Salesforce Flow – Fast Field Update and Same Record Updates Assignment vs Update Element

automationbefore-save-flowvisual-workflow

A coworker had an assignment to rework workflows/process builders to flows. The fast field update flows (before triggered) all have the "Update Triggering Record" for all kind of changes and I'm worried this causes another update (re-running all validations, automations etc) and perform much slower instead of just using the "Assignment" element, that I know just alters the current DML.

So my question is really if there is any difference between the "Update Triggering Record" and "Assignment" element when doing same record updates in flow in terms of resources?

Also, what happens if there are multiple "Update Triggering Record" in one flow instead of multiple assignments? Will there be one update for each "update-element" or are they combined into one/no extra update?

Best Answer

Before Save Flows operate the same as before insert/update Apex triggers. They modify the record after standard validations but before the first save noted in Triggers and Order of Execution. Unlike the After Save triggers, they do not cause another round of validation/flow/trigger execution, and are therefore very efficient at updating the triggering record (very nearly as fast as a before insert/update Apex trigger).

You can, and should, use Before Save Flows whenever possible, as they do not trigger a recursive DML operation. Note that in a After Save flow, an Assignment is not sufficient to update the record. You must also use an Update Record element to actually save any changes, which is also what causes the second round of validations and triggers to execute. Using multiple Update Record elements will result in even further DML operations being executed, so we must take care to combine all such updates into a single Flow and a single Update Records element, if possible.
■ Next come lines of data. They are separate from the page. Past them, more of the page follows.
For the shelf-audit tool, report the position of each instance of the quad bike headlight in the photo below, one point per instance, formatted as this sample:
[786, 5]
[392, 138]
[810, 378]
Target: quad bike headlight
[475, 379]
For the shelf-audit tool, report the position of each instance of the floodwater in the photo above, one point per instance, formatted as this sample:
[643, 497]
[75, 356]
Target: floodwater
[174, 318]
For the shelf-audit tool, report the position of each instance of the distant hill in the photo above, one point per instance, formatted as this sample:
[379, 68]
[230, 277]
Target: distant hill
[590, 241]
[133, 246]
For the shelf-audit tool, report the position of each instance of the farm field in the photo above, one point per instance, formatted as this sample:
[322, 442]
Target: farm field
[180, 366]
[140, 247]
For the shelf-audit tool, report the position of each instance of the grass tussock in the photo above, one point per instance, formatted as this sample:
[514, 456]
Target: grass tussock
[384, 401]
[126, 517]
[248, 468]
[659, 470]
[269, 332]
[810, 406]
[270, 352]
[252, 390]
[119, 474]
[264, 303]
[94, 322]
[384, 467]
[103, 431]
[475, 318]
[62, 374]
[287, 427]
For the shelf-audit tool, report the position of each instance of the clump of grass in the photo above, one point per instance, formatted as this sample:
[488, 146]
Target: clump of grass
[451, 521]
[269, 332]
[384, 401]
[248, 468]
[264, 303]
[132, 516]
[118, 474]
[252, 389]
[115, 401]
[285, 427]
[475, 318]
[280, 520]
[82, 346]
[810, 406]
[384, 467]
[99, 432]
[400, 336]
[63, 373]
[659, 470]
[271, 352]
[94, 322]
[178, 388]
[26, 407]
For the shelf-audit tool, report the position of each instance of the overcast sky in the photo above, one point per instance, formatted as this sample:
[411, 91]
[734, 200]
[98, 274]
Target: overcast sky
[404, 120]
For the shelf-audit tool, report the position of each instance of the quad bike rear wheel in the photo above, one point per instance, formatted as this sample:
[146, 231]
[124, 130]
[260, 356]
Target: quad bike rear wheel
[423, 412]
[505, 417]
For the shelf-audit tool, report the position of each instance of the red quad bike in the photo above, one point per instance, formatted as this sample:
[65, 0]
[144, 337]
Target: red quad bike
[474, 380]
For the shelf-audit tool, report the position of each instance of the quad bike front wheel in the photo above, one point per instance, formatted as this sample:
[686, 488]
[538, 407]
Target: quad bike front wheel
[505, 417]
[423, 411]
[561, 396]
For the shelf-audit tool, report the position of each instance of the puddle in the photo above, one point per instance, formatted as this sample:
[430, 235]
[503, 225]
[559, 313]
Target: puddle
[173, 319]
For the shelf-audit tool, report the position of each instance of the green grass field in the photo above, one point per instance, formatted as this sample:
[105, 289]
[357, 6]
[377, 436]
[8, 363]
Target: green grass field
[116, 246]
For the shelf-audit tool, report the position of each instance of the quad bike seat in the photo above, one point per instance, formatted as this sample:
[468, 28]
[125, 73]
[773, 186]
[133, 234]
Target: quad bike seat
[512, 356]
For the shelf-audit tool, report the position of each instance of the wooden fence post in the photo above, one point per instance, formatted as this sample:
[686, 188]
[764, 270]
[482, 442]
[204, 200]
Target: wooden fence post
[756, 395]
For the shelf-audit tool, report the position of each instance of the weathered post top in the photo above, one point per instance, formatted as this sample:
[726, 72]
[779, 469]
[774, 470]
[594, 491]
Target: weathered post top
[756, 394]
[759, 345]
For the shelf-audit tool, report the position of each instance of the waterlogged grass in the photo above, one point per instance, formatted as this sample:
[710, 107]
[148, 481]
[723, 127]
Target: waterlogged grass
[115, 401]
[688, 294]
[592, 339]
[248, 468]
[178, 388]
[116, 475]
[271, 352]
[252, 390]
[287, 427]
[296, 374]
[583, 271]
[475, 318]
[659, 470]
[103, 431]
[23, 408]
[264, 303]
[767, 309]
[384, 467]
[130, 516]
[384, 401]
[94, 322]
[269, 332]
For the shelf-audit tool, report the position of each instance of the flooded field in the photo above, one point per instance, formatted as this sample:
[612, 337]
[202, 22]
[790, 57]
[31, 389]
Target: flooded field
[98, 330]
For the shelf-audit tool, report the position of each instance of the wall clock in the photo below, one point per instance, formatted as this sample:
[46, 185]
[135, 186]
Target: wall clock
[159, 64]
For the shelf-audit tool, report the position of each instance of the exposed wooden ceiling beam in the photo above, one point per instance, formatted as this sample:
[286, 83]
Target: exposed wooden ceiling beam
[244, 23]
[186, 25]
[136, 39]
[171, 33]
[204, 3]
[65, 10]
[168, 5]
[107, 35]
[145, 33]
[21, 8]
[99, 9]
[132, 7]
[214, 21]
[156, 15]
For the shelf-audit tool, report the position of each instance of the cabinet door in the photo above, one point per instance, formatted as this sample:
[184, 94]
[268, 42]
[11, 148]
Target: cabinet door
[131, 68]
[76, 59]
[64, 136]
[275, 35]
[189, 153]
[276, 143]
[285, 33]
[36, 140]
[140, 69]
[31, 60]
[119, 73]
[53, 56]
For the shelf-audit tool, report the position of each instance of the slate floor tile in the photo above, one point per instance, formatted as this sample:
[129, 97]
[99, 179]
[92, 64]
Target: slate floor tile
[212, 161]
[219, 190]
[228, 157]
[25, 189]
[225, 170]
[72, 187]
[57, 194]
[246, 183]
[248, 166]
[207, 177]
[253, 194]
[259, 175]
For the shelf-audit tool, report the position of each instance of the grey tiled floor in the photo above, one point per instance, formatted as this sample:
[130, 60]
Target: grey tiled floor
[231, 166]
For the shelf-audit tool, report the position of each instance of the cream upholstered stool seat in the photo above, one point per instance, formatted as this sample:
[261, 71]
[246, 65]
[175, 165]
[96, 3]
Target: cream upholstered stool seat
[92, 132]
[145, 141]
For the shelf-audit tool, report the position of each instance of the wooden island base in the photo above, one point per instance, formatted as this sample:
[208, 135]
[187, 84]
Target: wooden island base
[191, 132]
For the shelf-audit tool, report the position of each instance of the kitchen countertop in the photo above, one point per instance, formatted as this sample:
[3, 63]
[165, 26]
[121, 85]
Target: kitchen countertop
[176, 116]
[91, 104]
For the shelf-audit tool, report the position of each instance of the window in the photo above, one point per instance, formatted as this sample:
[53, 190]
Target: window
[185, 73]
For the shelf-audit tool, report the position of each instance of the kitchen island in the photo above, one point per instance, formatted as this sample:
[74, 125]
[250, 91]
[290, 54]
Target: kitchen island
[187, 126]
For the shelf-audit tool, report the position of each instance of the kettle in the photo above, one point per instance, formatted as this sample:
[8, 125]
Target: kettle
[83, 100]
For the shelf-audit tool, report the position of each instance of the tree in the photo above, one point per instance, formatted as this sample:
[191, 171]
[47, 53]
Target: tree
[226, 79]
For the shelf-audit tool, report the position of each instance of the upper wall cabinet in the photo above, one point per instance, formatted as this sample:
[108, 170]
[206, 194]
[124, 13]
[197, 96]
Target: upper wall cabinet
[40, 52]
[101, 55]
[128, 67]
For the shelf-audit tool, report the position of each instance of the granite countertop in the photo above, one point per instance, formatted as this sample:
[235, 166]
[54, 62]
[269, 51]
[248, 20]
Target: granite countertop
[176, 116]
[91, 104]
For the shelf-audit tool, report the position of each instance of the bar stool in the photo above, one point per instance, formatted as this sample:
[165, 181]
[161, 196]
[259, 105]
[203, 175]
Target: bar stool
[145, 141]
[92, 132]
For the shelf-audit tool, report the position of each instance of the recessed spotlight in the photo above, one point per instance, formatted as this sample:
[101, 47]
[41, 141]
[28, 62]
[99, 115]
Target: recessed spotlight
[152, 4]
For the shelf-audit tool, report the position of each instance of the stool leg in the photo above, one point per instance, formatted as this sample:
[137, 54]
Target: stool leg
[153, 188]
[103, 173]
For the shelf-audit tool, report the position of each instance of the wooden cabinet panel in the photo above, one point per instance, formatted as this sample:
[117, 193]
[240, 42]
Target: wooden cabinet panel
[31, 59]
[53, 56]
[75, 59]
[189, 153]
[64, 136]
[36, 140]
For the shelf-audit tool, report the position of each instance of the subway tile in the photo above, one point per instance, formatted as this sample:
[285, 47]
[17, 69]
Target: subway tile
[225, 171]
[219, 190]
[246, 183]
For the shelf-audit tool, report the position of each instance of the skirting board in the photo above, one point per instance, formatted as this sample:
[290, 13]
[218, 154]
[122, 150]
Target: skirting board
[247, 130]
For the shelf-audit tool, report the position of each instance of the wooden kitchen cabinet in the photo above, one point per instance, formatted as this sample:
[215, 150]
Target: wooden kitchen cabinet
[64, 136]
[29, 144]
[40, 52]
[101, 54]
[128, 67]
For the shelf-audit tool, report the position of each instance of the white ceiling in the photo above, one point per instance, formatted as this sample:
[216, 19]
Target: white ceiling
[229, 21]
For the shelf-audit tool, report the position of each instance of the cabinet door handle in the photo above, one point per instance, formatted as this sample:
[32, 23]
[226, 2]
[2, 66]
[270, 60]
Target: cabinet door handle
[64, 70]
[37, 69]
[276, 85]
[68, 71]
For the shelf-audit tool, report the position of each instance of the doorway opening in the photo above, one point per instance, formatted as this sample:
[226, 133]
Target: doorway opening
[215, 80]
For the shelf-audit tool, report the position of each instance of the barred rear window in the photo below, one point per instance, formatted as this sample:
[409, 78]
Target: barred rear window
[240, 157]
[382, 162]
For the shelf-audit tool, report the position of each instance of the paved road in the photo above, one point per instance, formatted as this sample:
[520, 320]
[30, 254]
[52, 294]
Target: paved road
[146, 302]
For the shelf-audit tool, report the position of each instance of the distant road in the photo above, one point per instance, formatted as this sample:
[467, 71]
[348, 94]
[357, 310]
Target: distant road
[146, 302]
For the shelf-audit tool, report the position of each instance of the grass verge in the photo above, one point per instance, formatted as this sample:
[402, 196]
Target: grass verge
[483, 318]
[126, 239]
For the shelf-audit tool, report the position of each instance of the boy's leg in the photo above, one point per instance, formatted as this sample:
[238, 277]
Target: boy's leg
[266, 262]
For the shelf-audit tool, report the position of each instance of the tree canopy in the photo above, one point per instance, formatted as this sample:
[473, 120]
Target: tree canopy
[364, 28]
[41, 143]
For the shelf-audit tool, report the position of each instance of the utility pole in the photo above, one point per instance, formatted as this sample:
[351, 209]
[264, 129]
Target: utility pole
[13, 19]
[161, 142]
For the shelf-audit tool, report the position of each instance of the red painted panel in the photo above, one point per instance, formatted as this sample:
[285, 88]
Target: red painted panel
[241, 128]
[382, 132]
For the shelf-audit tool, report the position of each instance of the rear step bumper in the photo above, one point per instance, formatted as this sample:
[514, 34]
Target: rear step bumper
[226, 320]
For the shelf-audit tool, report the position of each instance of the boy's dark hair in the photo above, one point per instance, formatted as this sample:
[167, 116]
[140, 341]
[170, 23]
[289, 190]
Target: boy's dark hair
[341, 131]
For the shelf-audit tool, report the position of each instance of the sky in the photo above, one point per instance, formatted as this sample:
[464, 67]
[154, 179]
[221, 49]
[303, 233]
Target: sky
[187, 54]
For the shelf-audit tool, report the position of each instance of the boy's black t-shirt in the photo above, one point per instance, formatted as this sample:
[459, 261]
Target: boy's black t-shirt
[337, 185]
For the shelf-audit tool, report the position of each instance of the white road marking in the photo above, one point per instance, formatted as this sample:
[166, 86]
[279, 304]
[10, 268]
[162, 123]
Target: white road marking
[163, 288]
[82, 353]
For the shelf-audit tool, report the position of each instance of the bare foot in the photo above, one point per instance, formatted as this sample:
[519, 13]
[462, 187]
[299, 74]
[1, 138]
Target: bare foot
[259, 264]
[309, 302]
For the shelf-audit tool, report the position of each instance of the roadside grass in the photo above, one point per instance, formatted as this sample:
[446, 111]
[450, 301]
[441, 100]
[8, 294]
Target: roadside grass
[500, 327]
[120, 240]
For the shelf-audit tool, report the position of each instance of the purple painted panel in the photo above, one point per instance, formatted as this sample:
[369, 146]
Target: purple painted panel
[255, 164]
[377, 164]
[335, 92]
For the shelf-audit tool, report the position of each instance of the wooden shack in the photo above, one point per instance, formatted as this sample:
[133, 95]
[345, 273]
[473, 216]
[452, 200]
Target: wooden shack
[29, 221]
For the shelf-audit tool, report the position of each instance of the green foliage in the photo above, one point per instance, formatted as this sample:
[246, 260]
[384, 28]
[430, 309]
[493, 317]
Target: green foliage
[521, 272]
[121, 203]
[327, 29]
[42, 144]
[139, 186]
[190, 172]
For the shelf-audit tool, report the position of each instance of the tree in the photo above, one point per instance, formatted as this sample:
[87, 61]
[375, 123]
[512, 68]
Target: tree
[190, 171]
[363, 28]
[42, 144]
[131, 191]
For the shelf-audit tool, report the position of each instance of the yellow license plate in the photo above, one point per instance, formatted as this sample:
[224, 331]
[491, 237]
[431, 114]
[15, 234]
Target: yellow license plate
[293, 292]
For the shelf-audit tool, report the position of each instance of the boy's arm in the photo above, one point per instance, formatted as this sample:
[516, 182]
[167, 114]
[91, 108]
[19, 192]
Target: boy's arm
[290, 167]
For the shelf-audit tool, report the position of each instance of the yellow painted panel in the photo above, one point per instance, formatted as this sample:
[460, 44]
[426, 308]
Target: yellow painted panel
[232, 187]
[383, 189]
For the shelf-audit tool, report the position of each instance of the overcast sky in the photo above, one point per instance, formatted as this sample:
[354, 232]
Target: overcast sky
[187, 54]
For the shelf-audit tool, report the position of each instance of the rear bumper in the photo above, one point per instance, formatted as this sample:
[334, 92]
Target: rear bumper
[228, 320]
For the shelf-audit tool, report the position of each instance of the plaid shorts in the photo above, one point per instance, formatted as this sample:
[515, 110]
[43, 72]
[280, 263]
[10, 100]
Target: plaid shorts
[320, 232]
Note that flows are bulkified, in the sense that multiple records being processed at once will execute the flows essentially "in parallel", but only in the sense that each Update Records element will act as a blocker, and then be bulkified from there. If you have a conditional decision that ends up going to two different Update Records elements, either because another blocking element is on a decision path, or because you used different elements, multiple updates may be triggered. Always try to minimize the number of blocking paths to take full advantage of this feature.